The declining quality of humanities education (and student performance) in the U.S. has become a big problem. Last year, the College Board reported that SAT scores in reading and writing have hit record lows, while this year, the state of New York revealed its new, Common Core-based test results, which found that only 31 percent of its students in third through eighth grade met the standard in language arts.
Jeff Scheur launched NoRedInk last fall to address the flagging performance of American students in writing and grammar proficiency — an area that is getting less attention now amidst the growing interest in STEM education as a potential solution to the country’s economic woes.
Having spent eight years as an English teacher in Chicago — during which time he estimates that he graded more than 15,000 papers — Scheur is intimately familiar with students’ struggles to master writing and grammar concepts. But, while his experience might make him uniquely qualified to both understands how students are struggling (and why) and, thus, to construct a solution, that’s just the beginning.
The pressures of balancing the demands of building a mission-driven product or service with developing that idea into a real company — that is to say, to make money — is something that every EdTech entrepreneur wrestles with. It’s led to the demise, or compromise, of many education companies. But last week, Scheur became the envy of many early-stage education companies, closing a $2 million round of series A financing from a handful of top venture capital firms.
Not just because of NoRedInk’s roster of investors — which include Google Ventures, Social+Capital, Learn Capital, Kapor Capital, NewSchools Ventures and Charles River Ventures — but because of what it will allow the startup to do. Early-stage entrepreneurs often focus too much on fundraising and courting investors to the detriment of the product and taking on venture capital would seem to only increase the pressure to monetize and distort the company’s mission with hastily-concocted business models.
The new capital will allow Scheur to put off having to monetize his adaptive grammar learning platform, which means that the company is relieved of having to charge schools, or establish premium subscriptions, and instead simply let schools use it for free. Eventually, however, NoRedInk will likely have to charge schools for use, but luckily for the company, Scheur tells us that hundreds of schools have expressed their willingness to pay for premium tools.
The proof is in the pudding: Over the last year, NoRedInk has seen 12,000 schools sign up to use the free version of its platform, while students have answered 33 million questions through the site. Thus far, the heft of this adoption has happened organically, thanks in part to the relative dearth of writing and grammar-focused learning tech out there, especially when compared to the amount popping up in STEM education.
Schools are starved for quality digital tools that can help students practice grammar and writing skills, while giving teachers a better sense of what students understand and what they need to improve. It also doesn’t hurt that Scheur is a teacher himself and understand what teachers and schools want from grammar learning technology.
The other two factors that have contributed to NoRedInk’s rapid adoption among teachers begins with the fact that Scheur designed the platform to enable teachers to avoid practice and instruction that relies on rote memorization and rigid multiple choice-style assessment and instead focuses on high level concepts. The other is a focus on creating grammar tools that students will actually want to use, which, granted is far from being an easy proposition.

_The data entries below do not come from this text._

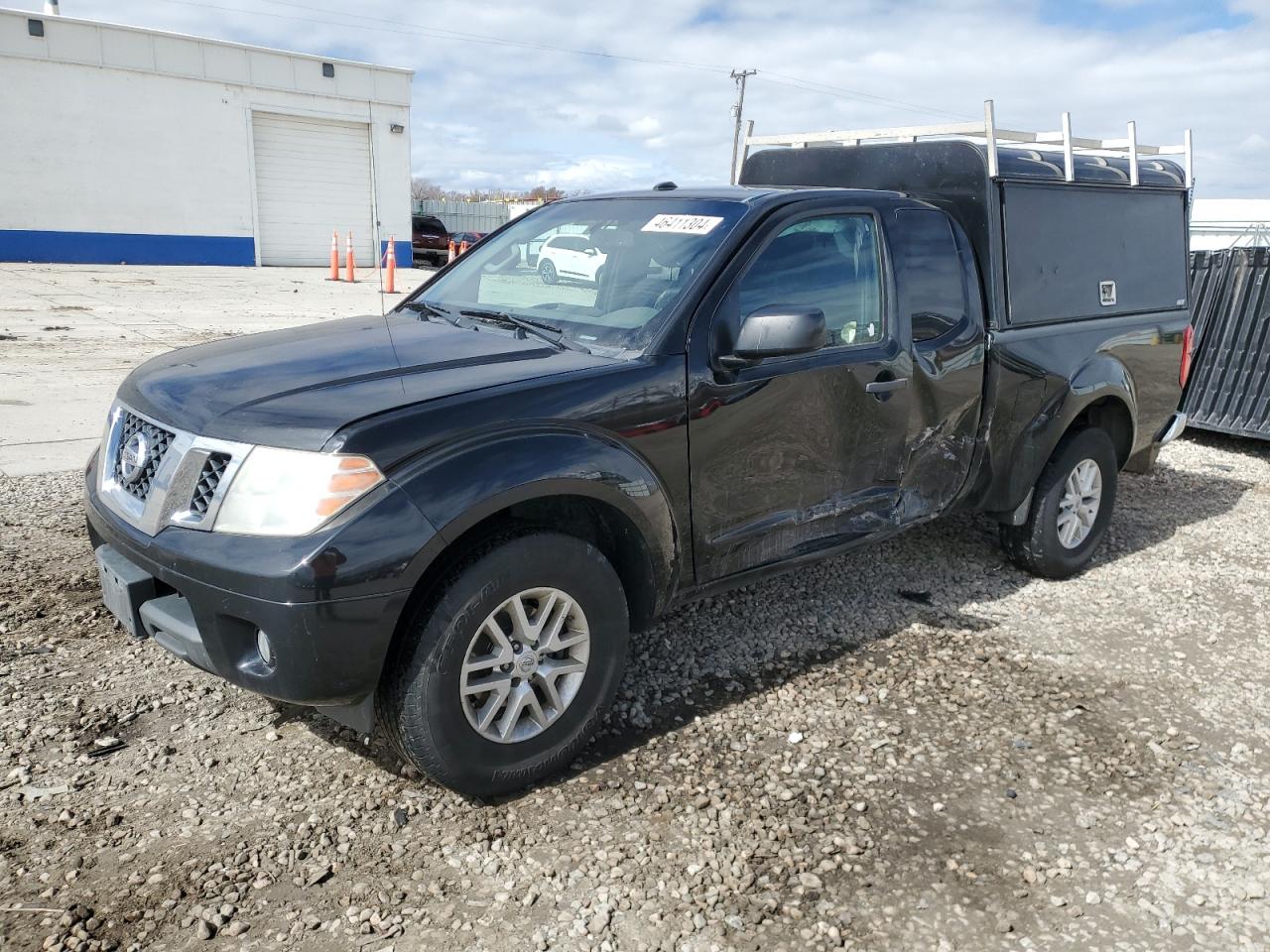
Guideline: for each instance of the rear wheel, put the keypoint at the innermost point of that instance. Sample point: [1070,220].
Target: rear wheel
[1072,506]
[506,676]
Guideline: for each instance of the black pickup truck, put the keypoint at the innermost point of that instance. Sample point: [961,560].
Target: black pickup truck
[448,521]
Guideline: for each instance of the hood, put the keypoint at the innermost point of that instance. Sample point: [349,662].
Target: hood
[296,388]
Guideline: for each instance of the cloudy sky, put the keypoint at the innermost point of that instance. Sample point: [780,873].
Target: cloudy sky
[616,93]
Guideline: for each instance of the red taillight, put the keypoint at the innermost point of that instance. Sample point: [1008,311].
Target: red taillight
[1188,343]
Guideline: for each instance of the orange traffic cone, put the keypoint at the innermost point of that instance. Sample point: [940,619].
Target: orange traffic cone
[391,267]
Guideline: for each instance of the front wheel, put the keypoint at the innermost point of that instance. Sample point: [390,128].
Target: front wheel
[1071,508]
[503,679]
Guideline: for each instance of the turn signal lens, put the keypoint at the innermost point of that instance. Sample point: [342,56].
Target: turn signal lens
[291,493]
[1188,345]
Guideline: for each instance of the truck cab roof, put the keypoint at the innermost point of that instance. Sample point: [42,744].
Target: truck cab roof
[749,194]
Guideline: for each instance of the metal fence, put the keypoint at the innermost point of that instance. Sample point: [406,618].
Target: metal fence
[465,216]
[1228,390]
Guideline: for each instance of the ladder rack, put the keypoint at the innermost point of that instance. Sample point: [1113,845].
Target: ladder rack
[987,131]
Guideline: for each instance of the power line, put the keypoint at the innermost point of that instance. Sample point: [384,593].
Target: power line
[812,86]
[439,33]
[395,27]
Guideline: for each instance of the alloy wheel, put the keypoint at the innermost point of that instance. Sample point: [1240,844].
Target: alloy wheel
[525,665]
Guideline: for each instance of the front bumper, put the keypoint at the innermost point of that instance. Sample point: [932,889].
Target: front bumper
[329,603]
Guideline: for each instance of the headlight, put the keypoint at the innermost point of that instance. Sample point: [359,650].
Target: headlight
[291,492]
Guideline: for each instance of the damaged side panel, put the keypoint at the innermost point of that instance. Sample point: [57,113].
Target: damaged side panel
[939,293]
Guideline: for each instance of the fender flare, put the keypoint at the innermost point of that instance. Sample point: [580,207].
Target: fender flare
[474,479]
[1097,379]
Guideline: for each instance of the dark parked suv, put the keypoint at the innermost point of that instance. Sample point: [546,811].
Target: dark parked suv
[430,241]
[449,521]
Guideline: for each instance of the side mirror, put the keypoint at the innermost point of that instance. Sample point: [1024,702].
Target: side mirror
[778,331]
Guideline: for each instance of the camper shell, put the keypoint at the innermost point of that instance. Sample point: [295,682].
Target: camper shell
[1049,248]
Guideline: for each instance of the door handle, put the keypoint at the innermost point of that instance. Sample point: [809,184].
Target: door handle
[885,386]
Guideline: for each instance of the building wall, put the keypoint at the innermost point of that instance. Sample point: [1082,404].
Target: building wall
[131,145]
[1218,223]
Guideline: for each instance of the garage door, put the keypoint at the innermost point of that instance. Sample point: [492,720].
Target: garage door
[312,177]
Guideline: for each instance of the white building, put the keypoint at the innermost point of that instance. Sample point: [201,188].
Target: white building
[1224,222]
[131,145]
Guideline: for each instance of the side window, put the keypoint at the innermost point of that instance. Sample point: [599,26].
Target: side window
[829,263]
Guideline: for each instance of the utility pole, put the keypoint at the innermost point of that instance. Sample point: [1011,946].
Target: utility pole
[737,109]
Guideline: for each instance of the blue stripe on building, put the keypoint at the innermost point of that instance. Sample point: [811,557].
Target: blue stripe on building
[109,248]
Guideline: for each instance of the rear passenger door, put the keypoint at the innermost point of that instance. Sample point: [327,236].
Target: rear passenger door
[801,453]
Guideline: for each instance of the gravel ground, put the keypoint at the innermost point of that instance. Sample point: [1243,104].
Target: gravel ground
[910,748]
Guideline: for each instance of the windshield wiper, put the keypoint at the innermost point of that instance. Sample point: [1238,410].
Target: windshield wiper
[535,327]
[425,307]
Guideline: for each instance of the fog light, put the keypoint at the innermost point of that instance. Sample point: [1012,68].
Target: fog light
[264,648]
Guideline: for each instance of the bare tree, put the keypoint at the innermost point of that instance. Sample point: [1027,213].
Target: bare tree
[423,188]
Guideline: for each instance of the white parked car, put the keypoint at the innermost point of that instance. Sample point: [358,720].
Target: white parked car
[570,257]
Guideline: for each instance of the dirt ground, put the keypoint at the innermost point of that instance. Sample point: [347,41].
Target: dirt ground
[71,333]
[915,747]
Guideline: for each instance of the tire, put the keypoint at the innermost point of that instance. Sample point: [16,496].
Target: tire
[1038,546]
[420,703]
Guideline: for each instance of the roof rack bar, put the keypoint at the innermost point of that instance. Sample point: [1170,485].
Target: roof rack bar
[1069,159]
[1133,153]
[744,153]
[988,132]
[1191,175]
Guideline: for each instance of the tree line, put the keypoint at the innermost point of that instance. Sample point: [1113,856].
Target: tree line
[423,189]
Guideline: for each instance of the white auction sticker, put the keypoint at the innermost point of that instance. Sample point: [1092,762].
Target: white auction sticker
[683,223]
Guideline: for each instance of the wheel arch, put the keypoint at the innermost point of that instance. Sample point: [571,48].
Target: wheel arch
[1101,394]
[579,483]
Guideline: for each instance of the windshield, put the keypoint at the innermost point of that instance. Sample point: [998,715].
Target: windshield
[603,272]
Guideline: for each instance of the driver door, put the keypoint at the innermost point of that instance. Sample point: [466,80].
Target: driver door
[793,454]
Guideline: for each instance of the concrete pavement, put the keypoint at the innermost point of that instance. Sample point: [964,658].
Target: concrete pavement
[68,335]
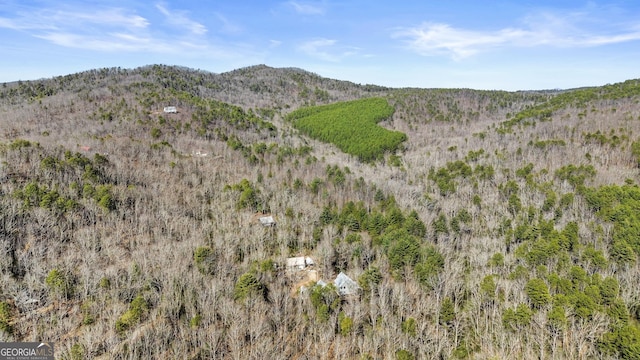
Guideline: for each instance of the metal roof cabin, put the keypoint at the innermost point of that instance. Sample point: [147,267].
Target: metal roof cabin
[267,221]
[345,285]
[299,263]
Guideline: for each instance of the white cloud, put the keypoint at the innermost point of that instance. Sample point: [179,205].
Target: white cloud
[307,8]
[543,29]
[324,49]
[228,26]
[180,19]
[318,49]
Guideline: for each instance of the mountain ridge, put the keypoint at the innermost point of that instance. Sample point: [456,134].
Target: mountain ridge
[504,226]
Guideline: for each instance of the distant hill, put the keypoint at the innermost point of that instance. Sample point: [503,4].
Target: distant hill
[498,225]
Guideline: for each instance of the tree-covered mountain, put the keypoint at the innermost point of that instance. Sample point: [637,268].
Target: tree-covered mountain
[491,225]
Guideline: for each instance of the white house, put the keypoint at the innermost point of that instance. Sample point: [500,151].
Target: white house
[299,263]
[345,285]
[267,221]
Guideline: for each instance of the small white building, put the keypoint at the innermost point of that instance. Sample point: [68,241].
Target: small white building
[267,221]
[345,285]
[299,263]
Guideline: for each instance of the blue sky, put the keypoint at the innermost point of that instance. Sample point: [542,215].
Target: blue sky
[507,45]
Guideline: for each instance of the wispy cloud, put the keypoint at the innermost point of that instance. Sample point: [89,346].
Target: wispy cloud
[542,29]
[325,49]
[113,30]
[181,19]
[228,26]
[307,8]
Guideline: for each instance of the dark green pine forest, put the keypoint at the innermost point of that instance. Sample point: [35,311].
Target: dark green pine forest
[468,224]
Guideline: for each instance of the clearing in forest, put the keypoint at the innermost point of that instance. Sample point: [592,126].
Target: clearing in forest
[352,126]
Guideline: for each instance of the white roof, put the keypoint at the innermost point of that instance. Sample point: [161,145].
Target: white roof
[345,285]
[267,220]
[300,261]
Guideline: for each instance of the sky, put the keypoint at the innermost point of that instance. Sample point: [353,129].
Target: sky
[490,45]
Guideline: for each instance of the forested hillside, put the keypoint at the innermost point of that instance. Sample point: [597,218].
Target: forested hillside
[480,224]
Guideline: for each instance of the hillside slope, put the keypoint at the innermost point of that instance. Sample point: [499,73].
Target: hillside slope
[505,226]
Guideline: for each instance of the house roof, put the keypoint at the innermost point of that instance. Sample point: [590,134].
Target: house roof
[267,220]
[300,261]
[345,285]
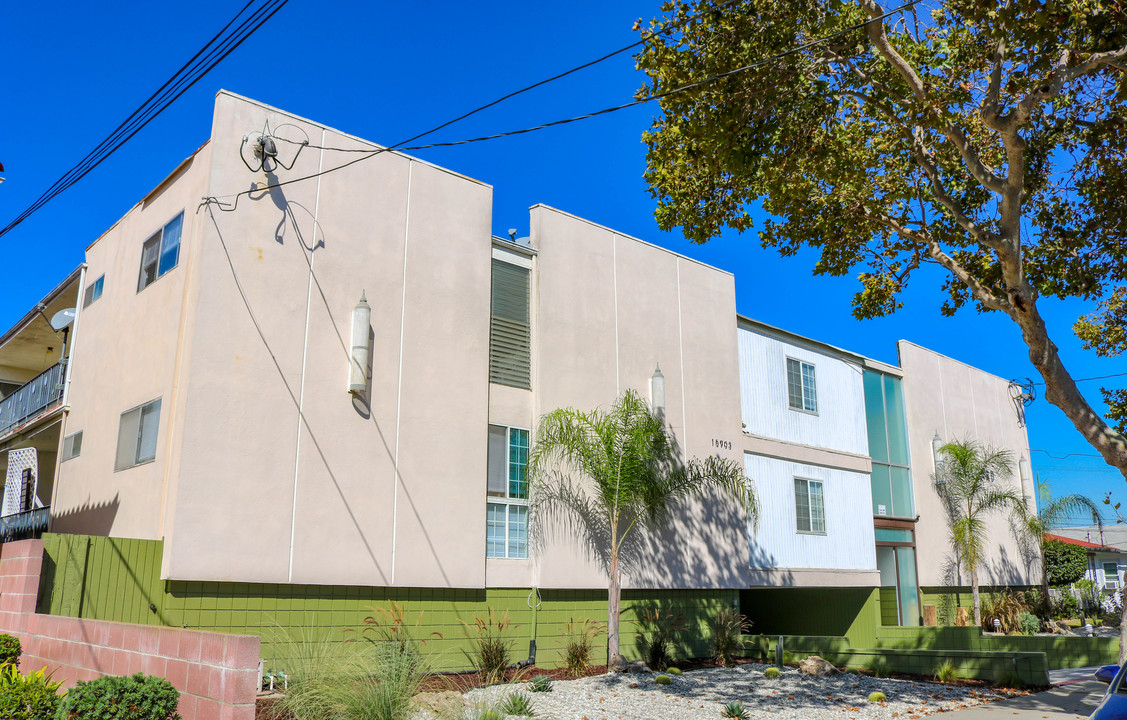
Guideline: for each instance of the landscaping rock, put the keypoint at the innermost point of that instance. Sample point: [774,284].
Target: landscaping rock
[817,667]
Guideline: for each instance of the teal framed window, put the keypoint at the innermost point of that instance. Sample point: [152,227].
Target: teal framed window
[507,490]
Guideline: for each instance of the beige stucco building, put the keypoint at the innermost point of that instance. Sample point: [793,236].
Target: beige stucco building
[207,402]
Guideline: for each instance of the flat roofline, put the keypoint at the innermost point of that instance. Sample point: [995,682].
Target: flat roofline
[50,298]
[622,234]
[898,343]
[351,136]
[867,362]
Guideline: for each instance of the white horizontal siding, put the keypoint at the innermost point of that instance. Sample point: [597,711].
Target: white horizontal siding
[848,543]
[840,420]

To boost engagement, NoRedInk prompts students to tell it about their favorite sports teams, TV stars and subjects, serving questions that are based on their actual preferences and not those of a 50-year-old English professor. Sure, seeing Lady Gaga in grammar exercises isn’t enough to get students over the hump in and of itself, but it’s a step up from most textbooks and grammar worksheet exercises.
Plus, the platform avoids multiple choice-style questions, instead allowing students to type out their answers and, when they make a mistake, the platform automatically identifies the problem and alerts the student to the error. It then serves them with follow-up exercises and tutorials that focus on the areas they’re struggling to understand and provides teachers with an overview of each student’s performance, broken down by exercise so they can tailor instruction accordingly.
The idea, Scheur says, is to give kids confidence in their grammar skills — something that’s critical to understanding tricky and often non-sensical rules and concepts, especially as they build on each other and early mastery is critical to later performance. The NoRedInk founder also hopes that making grammar fun in such a way that allows students to apply their skills to writing, improving the quality and understanding of both at the same time.
In September, the startup will begin releasing “grammar categories,” which will allow teachers to offer grammar challenges based around a particular group of tools and exercises for free. Scheur started with “Capitalization,” with hyphens, colons and pronoun cases set to come next, choosing the categories based on feedback from teachers.
NoRedInk is growing fast, and though grammar learning isn’t the sexiest of disciplines within the educational spectrum, it’s critical to improving the system and producing students that are confident in their reading and writing skills. The sad truth is that the world is full of atrocious writers, so NoRedInk is doing all of us a favor, and for that we’re grateful. Take it from my ghost writer — she’s a doctor.